Drought ravages some French crops, key regions uncertain
Extremely dry weather has caused severe damage to grain crops in some parts of France and substantial rain will be needed by early June to allow those in large producing regions to pull through, a technical institute said on Thursday.
France, the European Union's largest grain producer, has seen little rain in the past months and is experiencing record temperatures for May, a crucial month for winter crop development, prompting wheat prices to soar in recent weeks as concerns of tight global supplies worsened.
"There will be two situations coexisting in France. First the shallow to medium soils where very clearly the crops have already suffered and will not recover and yields will be very poor," Jean-Charles Deswarte, agronomist at crop institute Arvalis, told Reuters.
"Then you have irrigated situations or with very deep soils where for the moment we continue to think that in the end it can go quite well because, if not excessive, dry weather leads to less diseases and beneficial radiation," he added.
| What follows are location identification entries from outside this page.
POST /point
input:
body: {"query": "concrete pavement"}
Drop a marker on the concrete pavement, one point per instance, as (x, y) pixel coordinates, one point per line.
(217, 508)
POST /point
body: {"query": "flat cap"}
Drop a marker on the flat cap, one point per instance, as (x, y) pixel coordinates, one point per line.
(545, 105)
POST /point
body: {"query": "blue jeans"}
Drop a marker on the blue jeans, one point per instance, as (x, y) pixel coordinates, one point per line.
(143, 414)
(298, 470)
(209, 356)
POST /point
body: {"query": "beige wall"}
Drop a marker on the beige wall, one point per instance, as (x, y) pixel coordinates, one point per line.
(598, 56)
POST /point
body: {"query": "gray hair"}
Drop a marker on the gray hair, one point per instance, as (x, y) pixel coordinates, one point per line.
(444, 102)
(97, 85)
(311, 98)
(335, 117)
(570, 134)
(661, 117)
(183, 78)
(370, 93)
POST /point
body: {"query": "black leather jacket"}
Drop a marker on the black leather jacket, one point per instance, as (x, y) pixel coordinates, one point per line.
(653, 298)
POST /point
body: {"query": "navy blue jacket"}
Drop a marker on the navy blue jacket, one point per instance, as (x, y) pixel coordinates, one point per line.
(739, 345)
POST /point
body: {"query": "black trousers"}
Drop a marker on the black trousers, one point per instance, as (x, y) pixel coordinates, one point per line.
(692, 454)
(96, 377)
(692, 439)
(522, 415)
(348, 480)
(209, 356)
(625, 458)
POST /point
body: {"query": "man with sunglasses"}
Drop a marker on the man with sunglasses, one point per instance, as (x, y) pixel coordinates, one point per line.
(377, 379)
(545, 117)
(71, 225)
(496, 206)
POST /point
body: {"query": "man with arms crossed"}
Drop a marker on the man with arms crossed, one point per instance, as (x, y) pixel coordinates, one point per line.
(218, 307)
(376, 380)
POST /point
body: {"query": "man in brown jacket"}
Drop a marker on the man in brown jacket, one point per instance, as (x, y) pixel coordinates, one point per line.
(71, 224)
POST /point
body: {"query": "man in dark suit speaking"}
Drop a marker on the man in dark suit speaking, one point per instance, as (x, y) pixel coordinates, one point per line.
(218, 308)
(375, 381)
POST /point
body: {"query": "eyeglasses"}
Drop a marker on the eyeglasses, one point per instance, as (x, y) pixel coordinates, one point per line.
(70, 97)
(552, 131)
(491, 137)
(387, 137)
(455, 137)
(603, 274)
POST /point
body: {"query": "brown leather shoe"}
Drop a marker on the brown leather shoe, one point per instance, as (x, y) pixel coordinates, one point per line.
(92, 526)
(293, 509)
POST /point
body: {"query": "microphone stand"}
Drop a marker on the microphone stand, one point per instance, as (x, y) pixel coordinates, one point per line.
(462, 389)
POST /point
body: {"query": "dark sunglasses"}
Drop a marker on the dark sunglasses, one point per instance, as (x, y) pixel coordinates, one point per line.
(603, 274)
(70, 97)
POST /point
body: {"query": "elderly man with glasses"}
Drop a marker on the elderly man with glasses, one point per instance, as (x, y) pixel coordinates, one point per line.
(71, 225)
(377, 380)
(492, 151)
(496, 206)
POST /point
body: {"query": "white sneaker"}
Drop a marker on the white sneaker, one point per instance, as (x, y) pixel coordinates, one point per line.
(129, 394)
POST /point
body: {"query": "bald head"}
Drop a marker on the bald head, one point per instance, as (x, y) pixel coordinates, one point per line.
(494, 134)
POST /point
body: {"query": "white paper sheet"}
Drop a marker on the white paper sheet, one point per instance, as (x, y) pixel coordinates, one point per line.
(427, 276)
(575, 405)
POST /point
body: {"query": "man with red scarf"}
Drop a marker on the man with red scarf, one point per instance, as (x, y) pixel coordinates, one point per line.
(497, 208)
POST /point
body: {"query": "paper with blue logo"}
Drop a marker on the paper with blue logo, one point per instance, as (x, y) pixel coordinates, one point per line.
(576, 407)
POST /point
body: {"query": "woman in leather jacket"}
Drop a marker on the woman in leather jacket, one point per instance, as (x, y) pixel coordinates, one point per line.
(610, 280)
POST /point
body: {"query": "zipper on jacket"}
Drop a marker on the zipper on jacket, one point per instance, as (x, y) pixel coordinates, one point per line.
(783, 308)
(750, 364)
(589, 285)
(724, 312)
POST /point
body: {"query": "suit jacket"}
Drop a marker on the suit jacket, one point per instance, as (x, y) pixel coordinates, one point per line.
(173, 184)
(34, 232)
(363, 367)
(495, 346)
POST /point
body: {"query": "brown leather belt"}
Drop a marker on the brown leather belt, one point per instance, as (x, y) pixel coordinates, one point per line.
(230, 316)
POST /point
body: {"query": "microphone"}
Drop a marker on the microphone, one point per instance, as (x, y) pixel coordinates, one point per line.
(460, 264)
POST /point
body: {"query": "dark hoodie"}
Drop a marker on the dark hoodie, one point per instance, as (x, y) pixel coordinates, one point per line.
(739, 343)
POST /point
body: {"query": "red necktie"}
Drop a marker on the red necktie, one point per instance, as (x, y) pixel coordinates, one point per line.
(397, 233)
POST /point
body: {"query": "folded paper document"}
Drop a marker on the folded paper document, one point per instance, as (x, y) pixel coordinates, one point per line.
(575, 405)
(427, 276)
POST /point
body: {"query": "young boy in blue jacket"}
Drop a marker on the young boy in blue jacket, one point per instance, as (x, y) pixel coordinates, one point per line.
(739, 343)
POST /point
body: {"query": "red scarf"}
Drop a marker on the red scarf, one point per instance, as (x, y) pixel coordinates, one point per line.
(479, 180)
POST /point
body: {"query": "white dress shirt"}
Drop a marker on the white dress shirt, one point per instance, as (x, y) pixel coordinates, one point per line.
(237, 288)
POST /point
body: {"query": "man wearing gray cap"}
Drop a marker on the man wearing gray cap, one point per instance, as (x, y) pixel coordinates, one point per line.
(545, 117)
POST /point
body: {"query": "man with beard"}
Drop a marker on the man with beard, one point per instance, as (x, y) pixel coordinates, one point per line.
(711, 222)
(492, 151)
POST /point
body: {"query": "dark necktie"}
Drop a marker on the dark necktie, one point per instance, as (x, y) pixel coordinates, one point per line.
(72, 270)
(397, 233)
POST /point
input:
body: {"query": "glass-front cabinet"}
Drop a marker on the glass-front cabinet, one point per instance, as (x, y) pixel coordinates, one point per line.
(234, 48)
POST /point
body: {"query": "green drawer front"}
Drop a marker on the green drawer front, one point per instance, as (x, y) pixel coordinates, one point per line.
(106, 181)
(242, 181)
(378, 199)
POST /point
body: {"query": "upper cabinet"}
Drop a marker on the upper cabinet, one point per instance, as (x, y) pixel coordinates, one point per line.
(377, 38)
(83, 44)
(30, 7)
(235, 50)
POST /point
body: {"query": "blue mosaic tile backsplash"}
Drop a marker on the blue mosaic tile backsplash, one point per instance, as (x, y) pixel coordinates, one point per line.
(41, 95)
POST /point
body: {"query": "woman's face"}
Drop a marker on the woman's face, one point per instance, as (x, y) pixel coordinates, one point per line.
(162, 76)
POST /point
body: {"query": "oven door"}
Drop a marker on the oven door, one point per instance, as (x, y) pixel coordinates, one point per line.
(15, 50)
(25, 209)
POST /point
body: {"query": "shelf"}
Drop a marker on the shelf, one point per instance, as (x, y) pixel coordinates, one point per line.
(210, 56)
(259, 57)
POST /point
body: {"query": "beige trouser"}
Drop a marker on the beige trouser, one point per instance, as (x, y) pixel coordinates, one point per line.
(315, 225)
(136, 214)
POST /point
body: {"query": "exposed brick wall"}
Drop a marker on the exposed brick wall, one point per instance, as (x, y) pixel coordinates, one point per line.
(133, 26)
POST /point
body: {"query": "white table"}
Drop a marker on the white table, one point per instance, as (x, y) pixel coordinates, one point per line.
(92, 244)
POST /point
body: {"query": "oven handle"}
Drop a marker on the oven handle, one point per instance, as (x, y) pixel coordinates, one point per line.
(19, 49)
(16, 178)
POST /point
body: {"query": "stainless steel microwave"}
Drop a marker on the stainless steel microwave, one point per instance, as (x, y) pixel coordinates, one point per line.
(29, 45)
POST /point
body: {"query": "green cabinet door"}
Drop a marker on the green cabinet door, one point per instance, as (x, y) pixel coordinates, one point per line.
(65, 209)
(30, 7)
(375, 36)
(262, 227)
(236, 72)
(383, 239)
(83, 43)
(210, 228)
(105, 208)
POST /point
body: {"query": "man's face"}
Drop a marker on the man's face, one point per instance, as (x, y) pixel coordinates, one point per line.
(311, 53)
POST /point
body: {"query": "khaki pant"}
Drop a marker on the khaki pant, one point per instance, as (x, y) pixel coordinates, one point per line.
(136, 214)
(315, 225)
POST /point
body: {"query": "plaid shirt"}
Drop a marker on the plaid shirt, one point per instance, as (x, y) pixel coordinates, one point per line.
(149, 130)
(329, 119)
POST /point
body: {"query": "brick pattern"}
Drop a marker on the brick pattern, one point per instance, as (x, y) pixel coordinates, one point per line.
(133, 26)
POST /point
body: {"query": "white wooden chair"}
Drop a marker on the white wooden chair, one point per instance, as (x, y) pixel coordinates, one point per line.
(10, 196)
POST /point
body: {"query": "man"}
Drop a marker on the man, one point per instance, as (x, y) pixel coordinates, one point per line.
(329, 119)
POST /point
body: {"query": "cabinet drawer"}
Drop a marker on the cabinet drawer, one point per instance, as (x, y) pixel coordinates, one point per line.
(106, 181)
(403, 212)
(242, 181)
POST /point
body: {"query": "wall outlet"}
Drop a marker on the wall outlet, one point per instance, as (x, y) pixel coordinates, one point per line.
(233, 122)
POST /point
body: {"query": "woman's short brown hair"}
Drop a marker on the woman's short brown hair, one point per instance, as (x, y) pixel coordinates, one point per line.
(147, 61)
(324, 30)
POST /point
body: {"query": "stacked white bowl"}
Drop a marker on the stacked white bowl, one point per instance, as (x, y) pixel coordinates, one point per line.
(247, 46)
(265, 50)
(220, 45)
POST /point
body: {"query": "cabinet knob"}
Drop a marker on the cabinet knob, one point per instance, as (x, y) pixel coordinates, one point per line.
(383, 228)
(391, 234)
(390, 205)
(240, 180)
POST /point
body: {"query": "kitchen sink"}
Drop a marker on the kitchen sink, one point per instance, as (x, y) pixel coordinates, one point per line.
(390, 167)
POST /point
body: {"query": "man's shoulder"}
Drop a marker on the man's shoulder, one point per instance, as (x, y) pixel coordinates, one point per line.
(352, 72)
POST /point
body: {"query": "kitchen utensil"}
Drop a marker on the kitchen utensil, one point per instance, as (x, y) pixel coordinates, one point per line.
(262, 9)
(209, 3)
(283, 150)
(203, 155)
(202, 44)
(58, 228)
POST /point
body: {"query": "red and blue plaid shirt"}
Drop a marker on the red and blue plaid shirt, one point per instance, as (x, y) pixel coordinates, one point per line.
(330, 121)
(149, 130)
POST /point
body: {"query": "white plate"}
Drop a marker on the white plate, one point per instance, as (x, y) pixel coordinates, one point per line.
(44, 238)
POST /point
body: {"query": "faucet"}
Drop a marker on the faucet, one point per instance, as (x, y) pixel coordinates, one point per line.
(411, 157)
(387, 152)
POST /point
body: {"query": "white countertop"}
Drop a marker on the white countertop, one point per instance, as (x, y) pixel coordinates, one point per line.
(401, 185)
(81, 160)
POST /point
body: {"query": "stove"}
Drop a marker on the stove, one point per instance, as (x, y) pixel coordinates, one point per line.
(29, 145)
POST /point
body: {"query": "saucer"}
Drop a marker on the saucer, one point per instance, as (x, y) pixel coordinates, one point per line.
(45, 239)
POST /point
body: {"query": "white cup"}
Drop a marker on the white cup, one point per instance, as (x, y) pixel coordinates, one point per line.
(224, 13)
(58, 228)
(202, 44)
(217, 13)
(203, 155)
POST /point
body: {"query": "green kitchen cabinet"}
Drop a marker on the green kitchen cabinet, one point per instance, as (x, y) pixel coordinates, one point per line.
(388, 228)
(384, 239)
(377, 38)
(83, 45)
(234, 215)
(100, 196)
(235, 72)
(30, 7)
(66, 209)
Regions with deep soils are mostly located in northern France and account for about half of the country's output.
However, Deswarte noted that "substantial" rain of between 30-50 millimeters (1.2-2.0 inches) by early June would be needed in these regions and that water restrictions that limit irrigation were rising in France.
It usually rains about 200 millimeters between March and June but there were only 50-60 millimeters so far, he said.
"We must be frank, today with the hydrological forecasts that Meteo France produces for the end of May and early of June, there will be a whole part of plots in France which will in any case be permanently affected by then," Deswarte said.
In regions with superficial to mid-level soils, about a third of the crop potential had already been lost, with damage on some parcels reaching 50%, Deswarte said.
It was too early to give a country-wide forecast, he added.
For spring crops, which are at an early stage of development, water use would be crucial, he said.
"Whether it be for corn, sunflower or sorghum, when there is no water there is no plant," he said, noting that many farmers were using their irrigation quota to "save their wheat crops".
The French environment ministry on Thursday warned that more water restrictions would be imposed in the event of foreseeable water shortages.